Practical tips for reading a food label

Practical tips for reading a food label

Including mainly unprocessed foods such as vegetables, fruit, and whole grains in your diet is the best way to ensure healthy eating. In the modern world, however, people buy processed foods on a daily basis. Have you had a look at the food label? Reading the food label or at least checking the list of ingredients may guide you towards healthier eating—that is if you know what to look for.

5 practical tips for reading food labels
  1. Serving size: Unfortunately, the size you buy is not necessarily the portion size you should consume. A practical example is fruit juice, which is often sold in 300ml–500ml bottles. Have a look at the label: the recommended serving size is 125ml–250ml. This means that you should only drink half the bottle of juice or buy a 200ml box instead to help you control the portion size.
  2. Avoid added sugars: Other than pure sugar, sugar contains no nutrients and is high in energy. A high sugar intake may prevent you from eating healthy foods, lead to weight gain, and affect your body’s ability to maintain stable blood sugar.

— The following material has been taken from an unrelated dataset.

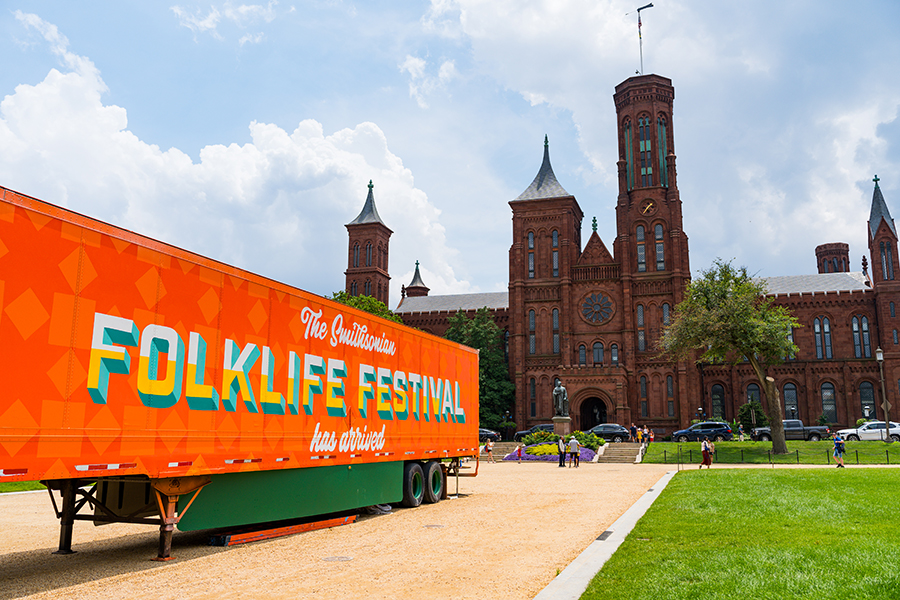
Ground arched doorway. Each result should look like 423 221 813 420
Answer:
580 397 606 431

A roll of sweets contains about 60 grams of sugar. Divide this total by 4 to see how many teaspoons of sugar you are consuming. 60/4 = 15 teaspoons of sugar.

You may think twice before you eat the whole roll or packet of sweets.

3. Have a look at the fat content. A meal should not consist of more than 10 grams of fat.

4. Fats: the good, the bad, and the worst fats to consume: Look for items that are high in monounsaturated and polyunsaturated fat, low in saturated fat, and free of trans fats.

5. Watch your salt intake. The total sodium content is often stated instead of the salt content. A practical way to know if you are overdoing the salt intake is to compare the sodium content to the calories per serving. For example, a food portion consists of 250 calories, which means that the sodium content should be 250mg or less.